March 24, 2011  |  Wedding Tips

In case you’ve never heard this before, I’ll be there bearer of bad news. Something won’t go according to plan on your wedding day. Now breathe…There is no reason to panic.

The big question is: HOW WILL YOU HANDLE IT?

This fact alone dictates whether your wedding day will be the happiest of days or  a let down. Not what happens.

Here are a few scenarios of problems you could face:

FAMILY DRAMA – everyone has some. It could be with your mother or new-in-laws, your critical uncle or overbearing sister.

If it’s still in the planning process, the best way to handle this is to hear them out calmly BUT in the end make your own decisions. Keep in mind, if it’s a small battle, letting your MIL pick the song the parents come down the aisle to is small potatoes. Know when to hold your ground and when to appease people. In the case of family, you will be seeing these people long after your tantrum about not wanting a blue pin for the sign in table. Pick your battles. And always to do so respectfully.

If it’s the wedding day, do what you can to create a buffer. I’ve told a few of my clients “Let me know if I need to come pull someone out of the room.” I’ll be the bad guy if it means the bride gets to have a wedding not filled with drama. My heart breaks when I hear stories of outrageous family problems on the wedding day. Surround yourself with people you love and people that can keep you calm.

A note to family members: Keep in mind the power you have in making the wedding day a magical one or stressful one. It boggles my mind sometimes what relatives will nickpick on the wedding day TO THE BRIDE. It’s her wedding day! Don’t add any unneccesary stress about something that most of the time, doesn’t even matter to the bride. It’s incredibly selfish and rude to want something badly enough to be willing to ruin the bride’s (and consequentially the groom’s) wedding day.

VENDOR MISHAP – everyone has some of these too!

If it’s still the planning process, make sure both parties involved share the same expectations. Your shade of purple may not be what the florist is picturing. Your idea of heavy weight paper for your stationery may not be their definition. Ironing these things out ahead of time should help. Also, (as mentioned this week) make sure to give your vendor permission to do their best. If the poppies you wanted, don’t come in in the right shade, she can use a similar flower instead to get the same affect instead of throwing off the whole color scheme. Nature is unpredictable, so a rigid approach, may have the opposite affect that you want.

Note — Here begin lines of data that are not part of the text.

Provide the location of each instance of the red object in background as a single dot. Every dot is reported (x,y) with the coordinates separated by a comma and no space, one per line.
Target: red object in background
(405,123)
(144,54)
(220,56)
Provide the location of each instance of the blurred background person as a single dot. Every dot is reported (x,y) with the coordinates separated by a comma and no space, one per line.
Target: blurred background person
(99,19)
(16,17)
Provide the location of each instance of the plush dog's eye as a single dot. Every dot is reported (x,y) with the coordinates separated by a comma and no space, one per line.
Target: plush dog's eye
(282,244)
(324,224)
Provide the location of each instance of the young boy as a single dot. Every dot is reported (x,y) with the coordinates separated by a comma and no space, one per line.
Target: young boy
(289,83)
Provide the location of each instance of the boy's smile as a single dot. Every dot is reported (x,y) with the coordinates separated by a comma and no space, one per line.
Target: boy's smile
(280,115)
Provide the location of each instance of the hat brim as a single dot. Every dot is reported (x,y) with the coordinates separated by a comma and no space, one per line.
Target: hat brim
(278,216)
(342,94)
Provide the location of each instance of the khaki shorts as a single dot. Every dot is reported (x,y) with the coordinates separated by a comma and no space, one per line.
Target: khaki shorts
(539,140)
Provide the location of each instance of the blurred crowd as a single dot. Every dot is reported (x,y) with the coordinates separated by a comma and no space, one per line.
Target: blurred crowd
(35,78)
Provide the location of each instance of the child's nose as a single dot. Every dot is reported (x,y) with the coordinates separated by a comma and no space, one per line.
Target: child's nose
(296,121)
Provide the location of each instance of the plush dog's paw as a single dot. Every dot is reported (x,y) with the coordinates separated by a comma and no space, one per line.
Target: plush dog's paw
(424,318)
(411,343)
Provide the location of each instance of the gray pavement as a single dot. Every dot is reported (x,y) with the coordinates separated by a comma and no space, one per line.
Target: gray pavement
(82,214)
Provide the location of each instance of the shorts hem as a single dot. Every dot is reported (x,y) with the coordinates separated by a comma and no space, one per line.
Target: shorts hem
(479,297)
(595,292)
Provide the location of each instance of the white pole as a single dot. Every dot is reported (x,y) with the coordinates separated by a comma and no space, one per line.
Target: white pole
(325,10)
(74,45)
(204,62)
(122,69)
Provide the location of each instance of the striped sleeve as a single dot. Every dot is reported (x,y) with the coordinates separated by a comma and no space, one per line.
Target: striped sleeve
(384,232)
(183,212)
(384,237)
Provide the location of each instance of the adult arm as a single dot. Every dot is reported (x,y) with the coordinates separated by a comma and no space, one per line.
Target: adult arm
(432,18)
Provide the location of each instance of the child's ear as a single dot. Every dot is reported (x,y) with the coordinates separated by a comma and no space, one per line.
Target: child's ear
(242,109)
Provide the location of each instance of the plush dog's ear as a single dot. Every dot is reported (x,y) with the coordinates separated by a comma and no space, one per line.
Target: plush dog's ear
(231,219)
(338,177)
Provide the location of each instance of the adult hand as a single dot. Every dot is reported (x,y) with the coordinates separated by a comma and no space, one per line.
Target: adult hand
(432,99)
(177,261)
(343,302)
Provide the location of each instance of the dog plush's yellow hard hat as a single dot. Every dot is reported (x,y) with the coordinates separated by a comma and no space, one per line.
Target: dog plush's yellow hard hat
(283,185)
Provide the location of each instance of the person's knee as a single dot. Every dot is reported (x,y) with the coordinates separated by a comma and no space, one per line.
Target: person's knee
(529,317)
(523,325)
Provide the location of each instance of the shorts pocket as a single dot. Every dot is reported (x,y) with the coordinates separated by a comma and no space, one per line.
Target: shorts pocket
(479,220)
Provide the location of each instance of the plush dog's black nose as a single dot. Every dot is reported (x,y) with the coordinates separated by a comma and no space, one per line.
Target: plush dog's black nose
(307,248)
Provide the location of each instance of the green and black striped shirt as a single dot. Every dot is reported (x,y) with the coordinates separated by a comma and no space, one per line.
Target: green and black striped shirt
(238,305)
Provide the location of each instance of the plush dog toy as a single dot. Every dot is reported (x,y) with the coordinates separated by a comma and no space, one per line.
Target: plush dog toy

If it’s the wedding day, have someone in charge of making sure everything goes according to plan, and if it doesn’t, they can fix it without you every hearing about it. As I’ve said, some things on your wedding day won’t go according to plan. The venue may be short a table they promised. A bridesmaid may leave her bouquet at the house. The weather may change your ceremony. You need someone there who can act fast to make these little issues unnoticeable. For some  weddings, I put out more fires than others. On these days, I wonder what would have happened if they didn’t hire a wedding planner. *HOPPING ON SOAPBOX* Brides, if you are spending 15, 20, or 40 thousand dollars on your wedding day, make the decision to invest 1 thousand of that to make sure all those details you spent so much on are actually executed on the wedding day. I don’t recommend the full-service planning for every bride but I do recommend the day-of package because, even though you may be able to redo invitations, your hair trial, move your venue location or switch your DJ after you heard him botch another wedding, you can’t redo your wedding day or your memories. *HOPPING OFF SOAPBOX* : )

A note to vendors: If you know before the wedding day, you can’t meet what you guaranteed, tell them before the wedding day. If they know ahead of time, they can adjust to the idea or a backup plan they are comfortable with can be created. Don’t hope they just won’t notice, if it’s big. Obviously, don’t cause panic if you are a photographer and had to switch your second shooter from the person you mentioned to the client. This normally doesn’t worry the bride.

Brides, I hope these tips have been helpful! Tomorrow, I’ll give a few tips on preparing for the wedding day.



1 Comment


  1. Love this! GREAT information and I heart your SOAPBOX.